I know a bit of PCRE, but it is the use of nested parsers in syslog-ng that's completely confusing me.
Documentation of Syslog-ng suggests this is possible, but simply failed to get a good example. If any kind hack around here has some reference or sample to share, it will be so useful.
Thanks in advance.
I think all of these can be done using the csv-parser a few times. First, use a csv-parser with the tab delimiter("\t") to split the initial fields into named columns. Use this parser on the entire message. Then you'll have to parse the fields that have subfields using other instances of the csv-parser on the columns that need further parsing.
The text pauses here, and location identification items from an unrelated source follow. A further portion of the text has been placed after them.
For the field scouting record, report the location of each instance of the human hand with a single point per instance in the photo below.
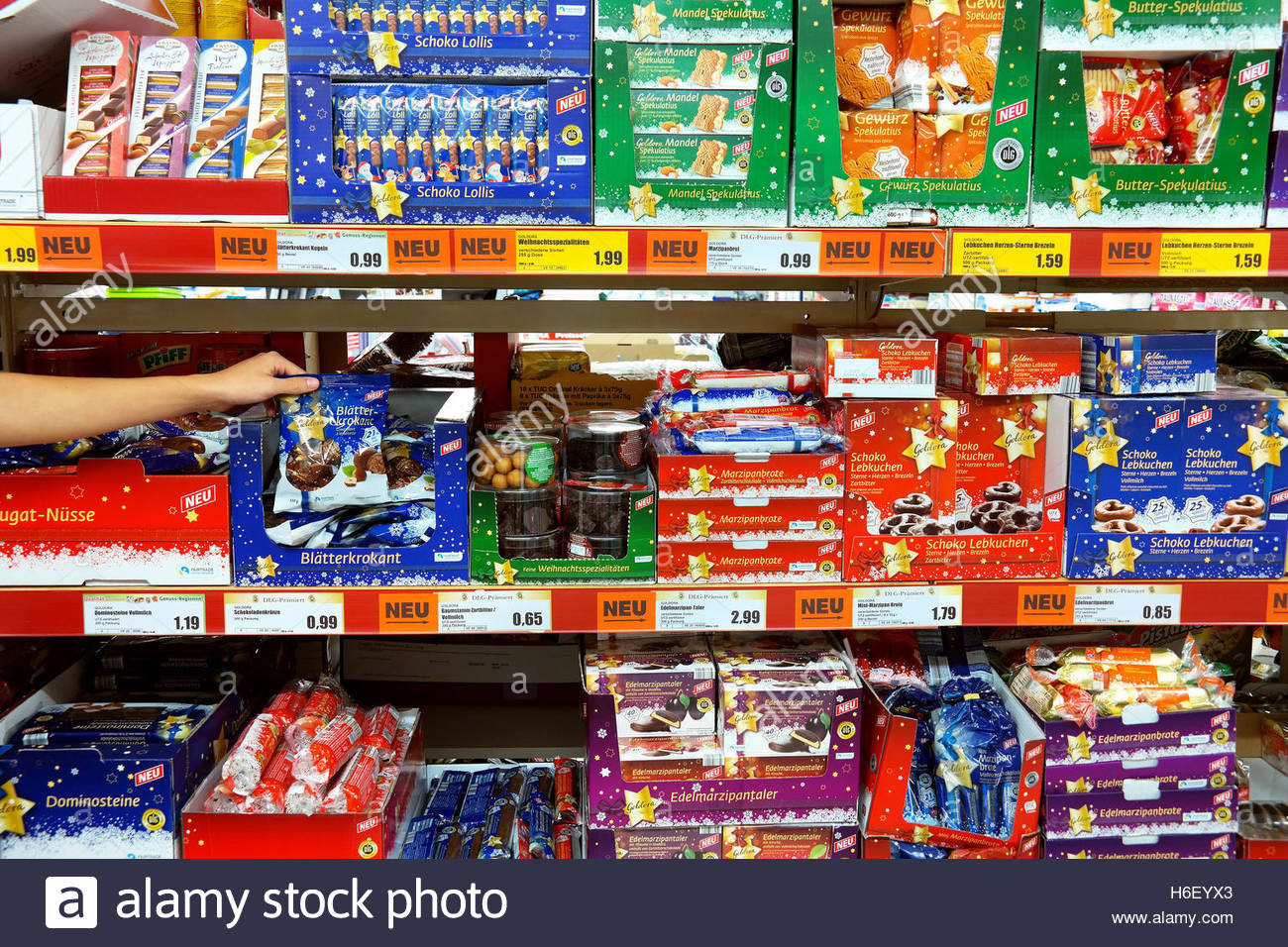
(258, 379)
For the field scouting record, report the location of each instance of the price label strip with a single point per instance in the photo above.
(145, 615)
(571, 252)
(907, 605)
(1012, 253)
(283, 612)
(333, 252)
(1215, 254)
(711, 609)
(493, 611)
(763, 252)
(1126, 604)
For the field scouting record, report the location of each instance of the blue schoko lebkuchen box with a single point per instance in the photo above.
(1175, 487)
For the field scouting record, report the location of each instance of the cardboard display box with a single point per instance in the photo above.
(442, 561)
(1073, 188)
(992, 128)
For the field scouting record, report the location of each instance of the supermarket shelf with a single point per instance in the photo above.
(398, 253)
(590, 608)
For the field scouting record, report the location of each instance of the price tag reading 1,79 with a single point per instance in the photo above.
(522, 609)
(907, 605)
(1126, 604)
(145, 615)
(283, 612)
(711, 609)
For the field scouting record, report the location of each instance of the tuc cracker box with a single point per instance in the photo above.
(692, 134)
(804, 768)
(1151, 144)
(668, 22)
(1173, 487)
(1120, 26)
(434, 154)
(918, 114)
(954, 487)
(438, 38)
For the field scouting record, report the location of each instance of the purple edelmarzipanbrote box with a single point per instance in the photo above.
(1145, 847)
(1140, 733)
(687, 841)
(1171, 772)
(1113, 813)
(662, 686)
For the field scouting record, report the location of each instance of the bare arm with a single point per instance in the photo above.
(39, 408)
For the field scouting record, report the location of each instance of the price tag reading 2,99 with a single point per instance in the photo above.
(1126, 604)
(283, 612)
(520, 609)
(711, 609)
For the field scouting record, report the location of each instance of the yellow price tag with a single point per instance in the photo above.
(571, 252)
(18, 249)
(1010, 253)
(1215, 254)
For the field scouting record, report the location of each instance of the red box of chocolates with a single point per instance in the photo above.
(953, 487)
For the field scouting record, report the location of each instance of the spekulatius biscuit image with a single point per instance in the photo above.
(692, 158)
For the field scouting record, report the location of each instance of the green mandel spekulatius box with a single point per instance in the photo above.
(823, 192)
(1149, 26)
(1070, 189)
(734, 176)
(695, 21)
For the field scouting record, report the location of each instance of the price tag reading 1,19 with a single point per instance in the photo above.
(145, 615)
(907, 605)
(493, 611)
(763, 252)
(711, 609)
(333, 252)
(1126, 604)
(283, 612)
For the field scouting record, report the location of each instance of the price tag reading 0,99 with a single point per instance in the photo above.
(145, 615)
(283, 612)
(711, 609)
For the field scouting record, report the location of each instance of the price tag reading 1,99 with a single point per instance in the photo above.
(520, 609)
(711, 609)
(283, 612)
(1126, 604)
(145, 615)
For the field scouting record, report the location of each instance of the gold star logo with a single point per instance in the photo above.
(385, 197)
(699, 525)
(699, 479)
(1087, 195)
(897, 558)
(12, 809)
(384, 50)
(848, 197)
(1121, 556)
(640, 806)
(1099, 18)
(1261, 449)
(699, 566)
(1080, 748)
(1102, 450)
(647, 21)
(503, 573)
(927, 450)
(1017, 441)
(1081, 819)
(643, 201)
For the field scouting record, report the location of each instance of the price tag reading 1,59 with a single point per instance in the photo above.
(1126, 604)
(283, 612)
(522, 609)
(711, 609)
(907, 605)
(145, 615)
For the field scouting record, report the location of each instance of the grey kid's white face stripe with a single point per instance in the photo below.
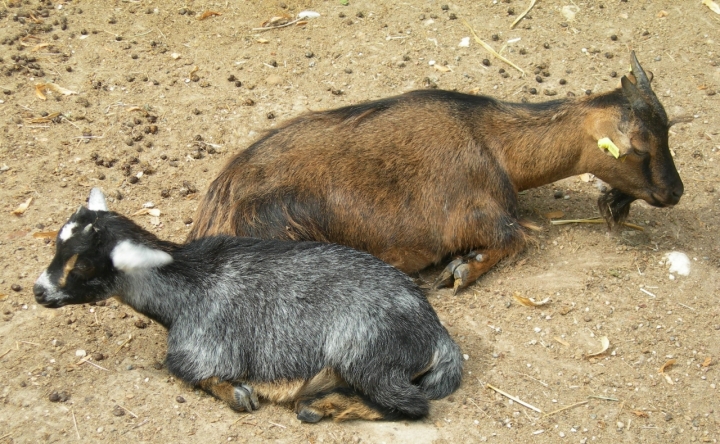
(67, 231)
(44, 281)
(128, 257)
(96, 202)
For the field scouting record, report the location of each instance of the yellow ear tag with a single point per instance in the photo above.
(606, 144)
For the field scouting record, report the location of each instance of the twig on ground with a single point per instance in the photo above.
(75, 423)
(267, 28)
(566, 408)
(604, 398)
(515, 398)
(128, 410)
(594, 220)
(489, 48)
(517, 20)
(647, 293)
(123, 344)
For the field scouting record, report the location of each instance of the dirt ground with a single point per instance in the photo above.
(163, 99)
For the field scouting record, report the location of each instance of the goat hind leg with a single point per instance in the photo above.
(240, 397)
(342, 403)
(465, 270)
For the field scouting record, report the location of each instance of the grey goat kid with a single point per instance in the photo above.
(332, 330)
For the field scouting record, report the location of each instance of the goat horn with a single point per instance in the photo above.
(642, 80)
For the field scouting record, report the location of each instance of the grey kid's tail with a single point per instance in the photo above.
(445, 375)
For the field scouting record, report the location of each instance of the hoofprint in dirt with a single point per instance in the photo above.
(164, 99)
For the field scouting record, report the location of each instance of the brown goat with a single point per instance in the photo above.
(415, 178)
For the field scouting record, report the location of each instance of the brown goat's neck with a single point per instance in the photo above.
(541, 143)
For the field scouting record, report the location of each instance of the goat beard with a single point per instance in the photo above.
(614, 207)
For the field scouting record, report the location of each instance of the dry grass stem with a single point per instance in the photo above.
(267, 28)
(514, 398)
(75, 424)
(566, 408)
(521, 16)
(604, 398)
(647, 293)
(490, 50)
(128, 410)
(123, 344)
(594, 220)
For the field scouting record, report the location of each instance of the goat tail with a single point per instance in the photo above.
(445, 372)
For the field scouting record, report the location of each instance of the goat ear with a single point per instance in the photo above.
(96, 202)
(129, 257)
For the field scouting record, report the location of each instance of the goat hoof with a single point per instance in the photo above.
(447, 277)
(461, 277)
(309, 415)
(245, 398)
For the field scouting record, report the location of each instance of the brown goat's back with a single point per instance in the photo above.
(391, 177)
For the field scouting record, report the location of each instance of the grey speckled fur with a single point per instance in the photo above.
(248, 310)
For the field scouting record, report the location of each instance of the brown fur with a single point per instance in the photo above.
(417, 177)
(341, 406)
(326, 394)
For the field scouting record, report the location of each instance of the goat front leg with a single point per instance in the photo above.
(465, 270)
(240, 397)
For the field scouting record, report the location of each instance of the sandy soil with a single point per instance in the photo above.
(154, 97)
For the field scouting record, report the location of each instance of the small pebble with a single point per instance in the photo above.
(56, 396)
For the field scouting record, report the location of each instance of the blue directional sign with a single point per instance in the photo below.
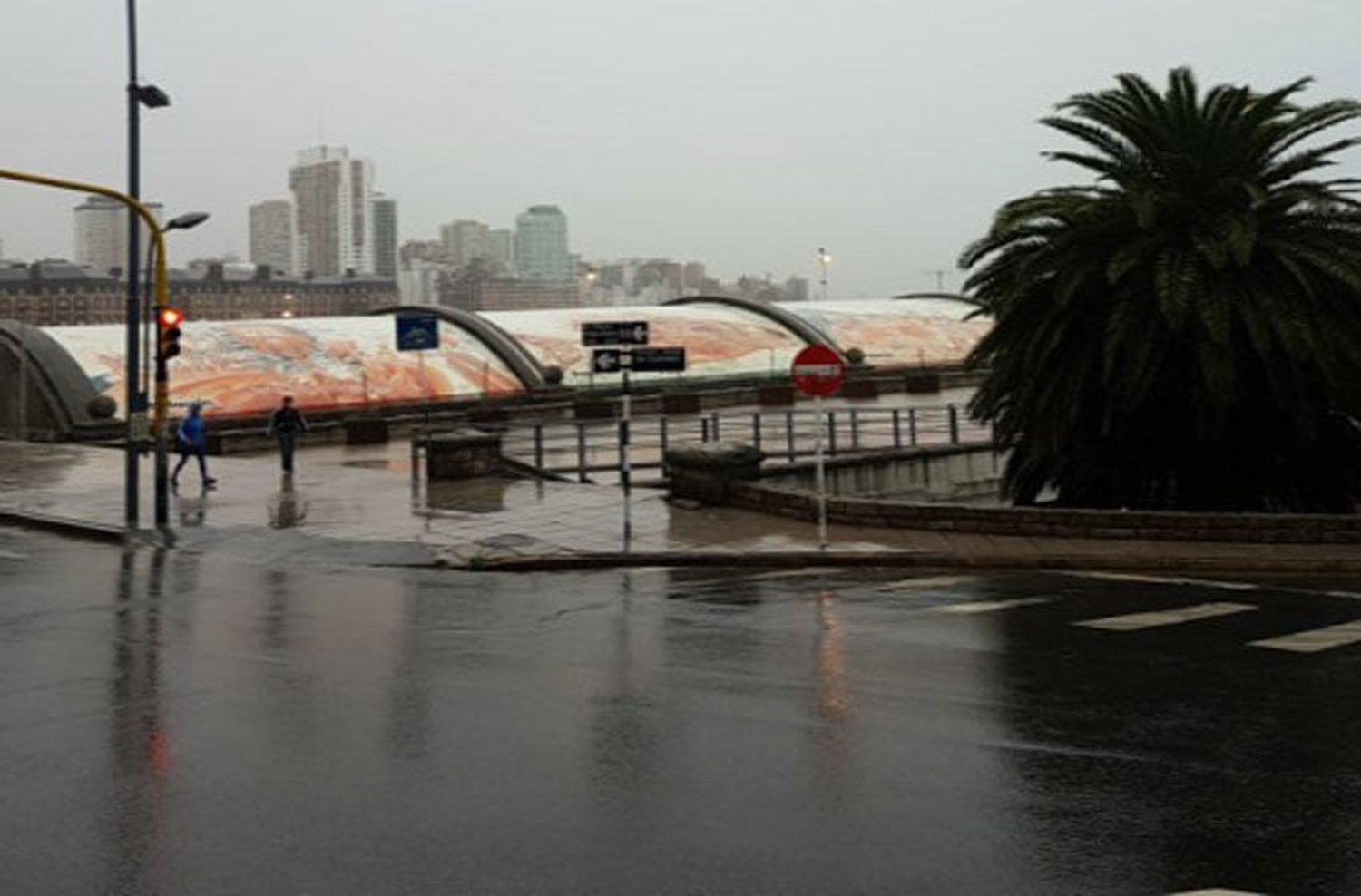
(614, 332)
(416, 332)
(607, 361)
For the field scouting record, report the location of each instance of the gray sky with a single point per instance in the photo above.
(743, 133)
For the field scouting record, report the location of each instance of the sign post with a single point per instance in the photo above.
(416, 332)
(819, 372)
(625, 361)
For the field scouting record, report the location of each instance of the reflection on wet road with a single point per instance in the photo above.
(182, 722)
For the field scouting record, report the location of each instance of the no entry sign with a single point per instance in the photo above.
(818, 370)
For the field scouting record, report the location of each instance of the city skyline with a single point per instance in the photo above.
(887, 135)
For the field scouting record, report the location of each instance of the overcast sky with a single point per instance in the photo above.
(743, 133)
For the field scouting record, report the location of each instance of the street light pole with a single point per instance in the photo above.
(135, 399)
(152, 97)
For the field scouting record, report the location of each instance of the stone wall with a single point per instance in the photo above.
(1050, 522)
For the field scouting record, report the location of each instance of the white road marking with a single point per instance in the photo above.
(1168, 579)
(1134, 621)
(933, 580)
(1314, 639)
(990, 607)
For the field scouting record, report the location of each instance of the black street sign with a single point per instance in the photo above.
(656, 361)
(614, 334)
(640, 361)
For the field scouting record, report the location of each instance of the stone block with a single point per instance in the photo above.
(680, 403)
(365, 432)
(463, 454)
(775, 396)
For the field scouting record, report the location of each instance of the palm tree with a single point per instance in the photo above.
(1184, 332)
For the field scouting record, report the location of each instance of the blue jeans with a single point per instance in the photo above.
(286, 443)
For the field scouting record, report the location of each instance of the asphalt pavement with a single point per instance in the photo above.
(226, 722)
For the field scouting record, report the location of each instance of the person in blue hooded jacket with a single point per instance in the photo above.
(193, 443)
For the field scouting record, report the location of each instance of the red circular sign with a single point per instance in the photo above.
(818, 370)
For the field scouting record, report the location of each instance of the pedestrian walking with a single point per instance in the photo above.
(286, 424)
(192, 441)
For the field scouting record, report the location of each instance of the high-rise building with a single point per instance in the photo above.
(465, 241)
(384, 236)
(501, 249)
(332, 212)
(271, 234)
(541, 245)
(103, 233)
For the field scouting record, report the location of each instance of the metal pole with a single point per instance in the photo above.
(822, 479)
(133, 405)
(625, 479)
(582, 452)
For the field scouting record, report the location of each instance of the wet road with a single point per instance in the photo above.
(196, 724)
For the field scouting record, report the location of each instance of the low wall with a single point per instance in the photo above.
(1051, 522)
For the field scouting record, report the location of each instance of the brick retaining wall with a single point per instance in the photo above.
(1053, 523)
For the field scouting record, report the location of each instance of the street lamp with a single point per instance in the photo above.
(162, 407)
(152, 97)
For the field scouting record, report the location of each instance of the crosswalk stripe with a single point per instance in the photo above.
(1134, 621)
(990, 607)
(1167, 579)
(934, 580)
(1314, 639)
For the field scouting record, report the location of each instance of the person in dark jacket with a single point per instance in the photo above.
(192, 441)
(286, 424)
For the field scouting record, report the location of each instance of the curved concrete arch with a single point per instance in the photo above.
(952, 297)
(504, 346)
(803, 329)
(56, 377)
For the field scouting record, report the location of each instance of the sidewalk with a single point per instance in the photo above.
(359, 504)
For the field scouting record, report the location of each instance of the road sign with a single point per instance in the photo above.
(661, 359)
(614, 332)
(416, 332)
(818, 370)
(607, 361)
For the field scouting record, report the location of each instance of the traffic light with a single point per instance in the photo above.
(168, 342)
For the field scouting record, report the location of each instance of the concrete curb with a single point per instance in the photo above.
(906, 559)
(63, 525)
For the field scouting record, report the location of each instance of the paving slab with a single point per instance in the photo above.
(362, 502)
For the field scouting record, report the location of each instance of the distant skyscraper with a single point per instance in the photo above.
(332, 212)
(465, 241)
(271, 234)
(103, 233)
(541, 245)
(384, 236)
(501, 249)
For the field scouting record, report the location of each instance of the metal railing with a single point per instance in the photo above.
(583, 449)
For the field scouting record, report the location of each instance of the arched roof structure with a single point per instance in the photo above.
(792, 323)
(242, 367)
(49, 373)
(524, 365)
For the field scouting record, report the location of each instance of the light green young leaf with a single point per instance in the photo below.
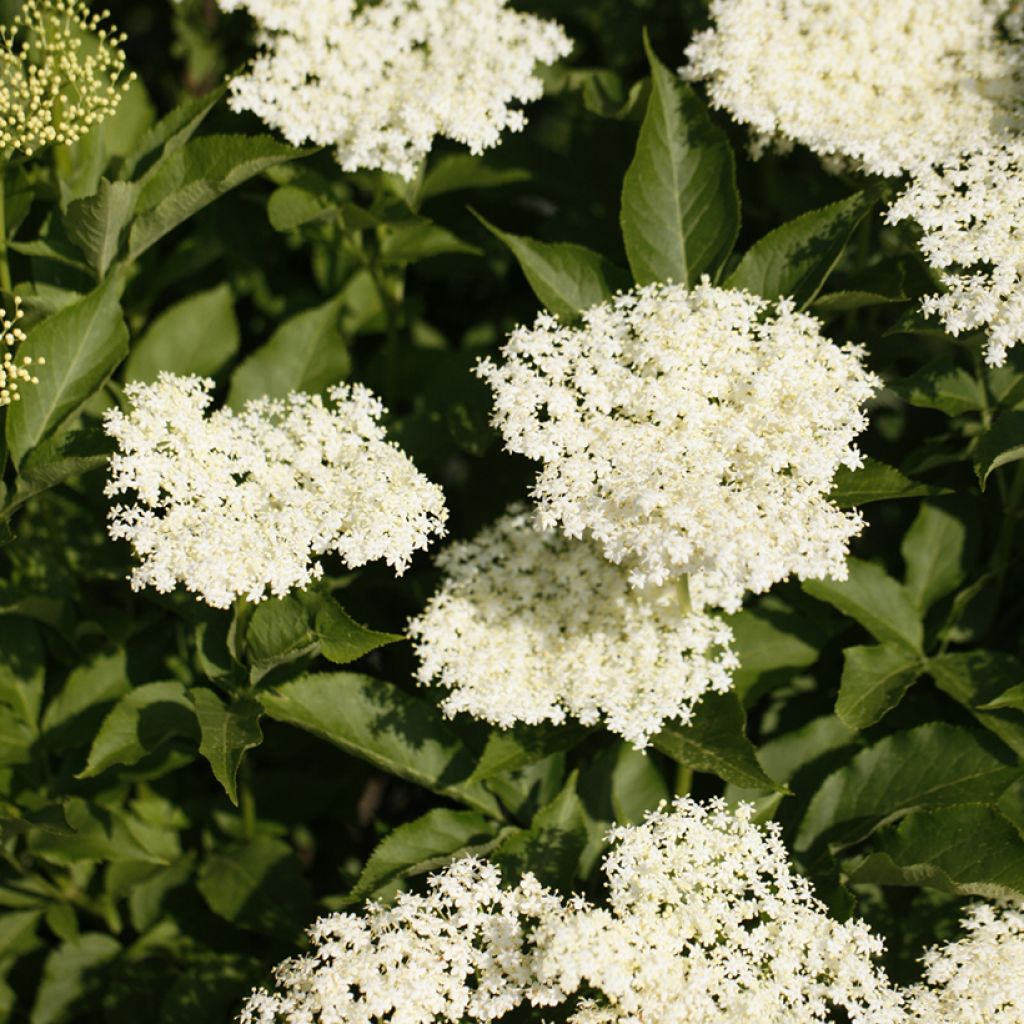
(142, 720)
(226, 731)
(199, 335)
(876, 481)
(875, 680)
(376, 721)
(424, 845)
(680, 211)
(82, 345)
(715, 741)
(967, 850)
(876, 600)
(930, 766)
(566, 278)
(305, 353)
(796, 259)
(999, 445)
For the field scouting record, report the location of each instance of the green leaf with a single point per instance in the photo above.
(930, 766)
(552, 845)
(876, 481)
(967, 850)
(875, 680)
(1000, 444)
(715, 741)
(198, 335)
(876, 600)
(424, 845)
(796, 259)
(193, 176)
(226, 731)
(97, 222)
(258, 886)
(936, 553)
(305, 353)
(82, 345)
(507, 750)
(376, 721)
(138, 723)
(680, 212)
(566, 278)
(70, 975)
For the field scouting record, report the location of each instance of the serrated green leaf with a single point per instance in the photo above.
(680, 210)
(967, 850)
(876, 600)
(199, 335)
(192, 177)
(796, 259)
(715, 741)
(423, 845)
(566, 278)
(930, 766)
(97, 222)
(875, 680)
(226, 731)
(876, 481)
(306, 352)
(138, 723)
(82, 345)
(376, 721)
(999, 445)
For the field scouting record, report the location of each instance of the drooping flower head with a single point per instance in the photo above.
(379, 81)
(970, 212)
(529, 627)
(238, 504)
(689, 431)
(62, 73)
(889, 85)
(978, 979)
(14, 371)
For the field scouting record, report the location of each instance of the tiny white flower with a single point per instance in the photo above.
(239, 504)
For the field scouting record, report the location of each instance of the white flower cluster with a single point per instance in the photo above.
(61, 74)
(379, 81)
(706, 923)
(891, 86)
(238, 504)
(689, 431)
(14, 372)
(528, 626)
(978, 979)
(970, 212)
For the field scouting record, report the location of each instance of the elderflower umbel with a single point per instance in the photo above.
(462, 951)
(891, 85)
(978, 979)
(970, 212)
(708, 923)
(236, 504)
(378, 81)
(61, 74)
(528, 626)
(689, 432)
(14, 371)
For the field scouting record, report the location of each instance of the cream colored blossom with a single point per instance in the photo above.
(689, 432)
(62, 73)
(238, 504)
(890, 85)
(978, 979)
(528, 626)
(379, 81)
(970, 212)
(14, 371)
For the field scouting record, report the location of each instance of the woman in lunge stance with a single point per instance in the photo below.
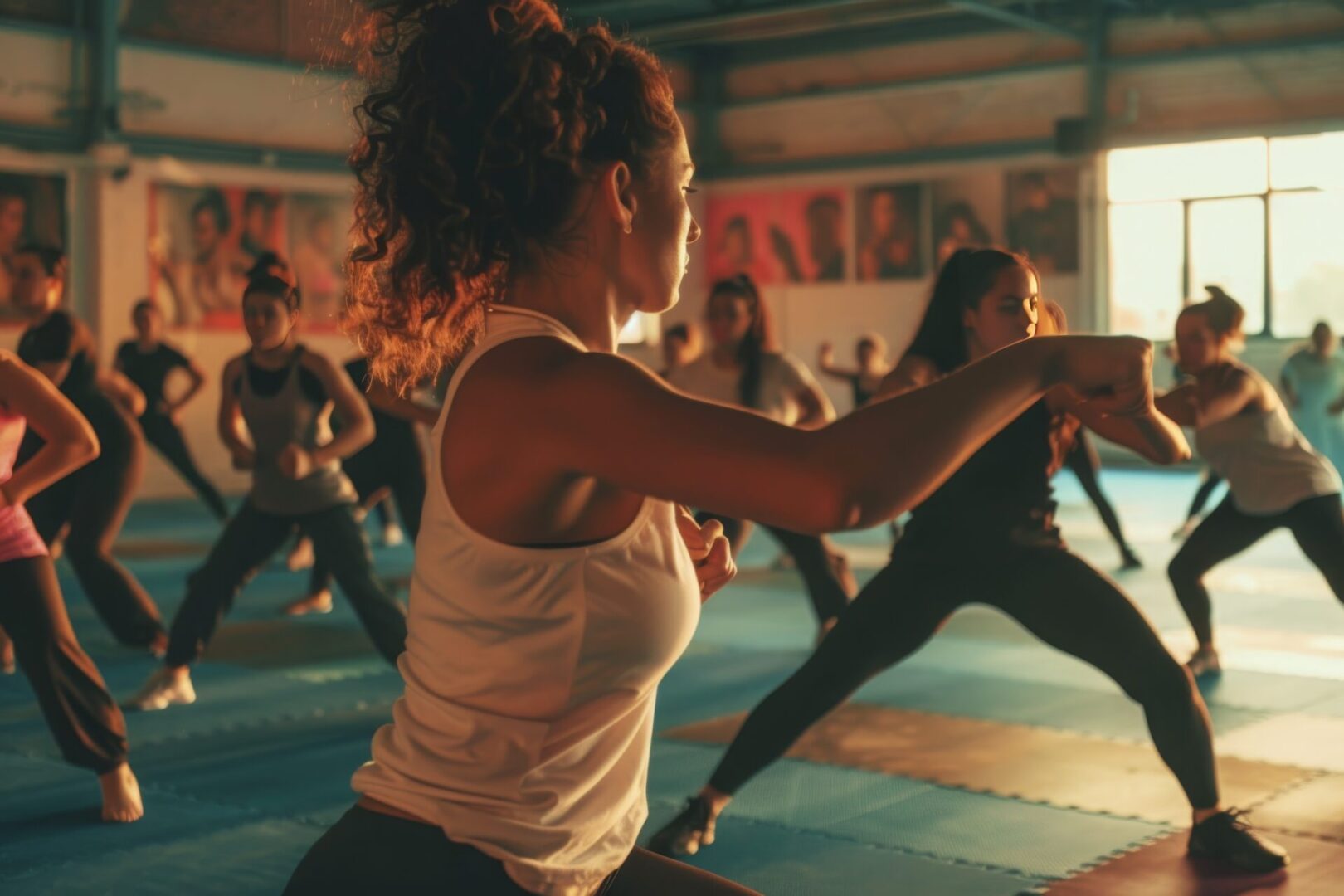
(523, 193)
(988, 536)
(1274, 477)
(285, 394)
(80, 712)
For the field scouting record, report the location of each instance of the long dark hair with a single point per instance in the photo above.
(965, 278)
(480, 121)
(758, 338)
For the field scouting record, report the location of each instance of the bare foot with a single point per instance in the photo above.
(318, 602)
(121, 796)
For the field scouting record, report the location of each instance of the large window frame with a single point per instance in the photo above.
(1191, 290)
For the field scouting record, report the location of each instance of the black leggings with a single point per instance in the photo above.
(1316, 523)
(399, 468)
(1085, 462)
(81, 713)
(811, 553)
(93, 501)
(1051, 592)
(167, 438)
(1205, 492)
(368, 852)
(249, 540)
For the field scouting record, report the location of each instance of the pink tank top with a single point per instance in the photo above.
(17, 538)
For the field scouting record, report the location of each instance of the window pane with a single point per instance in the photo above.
(1146, 268)
(1187, 171)
(1227, 249)
(1307, 249)
(1311, 160)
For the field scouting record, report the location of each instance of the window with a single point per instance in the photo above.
(1259, 217)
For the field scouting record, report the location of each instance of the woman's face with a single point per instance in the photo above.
(149, 324)
(1007, 314)
(654, 256)
(882, 214)
(268, 321)
(35, 290)
(728, 317)
(1198, 347)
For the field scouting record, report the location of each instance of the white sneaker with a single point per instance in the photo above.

You can find some examples at https://www.balabit.com/sites/default/files/documents/syslog-ng-ose-latest-guides/en/syslog-ng-ose-guide-admin/html/csv-parser.html and https://www.balabit.com/sites/default/files/documents/syslog-ng-ose-latest-guides/en/syslog-ng-ose-guide-admin/html/reference-parsers-csv.html
(It is possible that you can get it done with a single parser, if you specify both the tab and the comma as delimiters, but it might not work for the fields with variable number of fields.).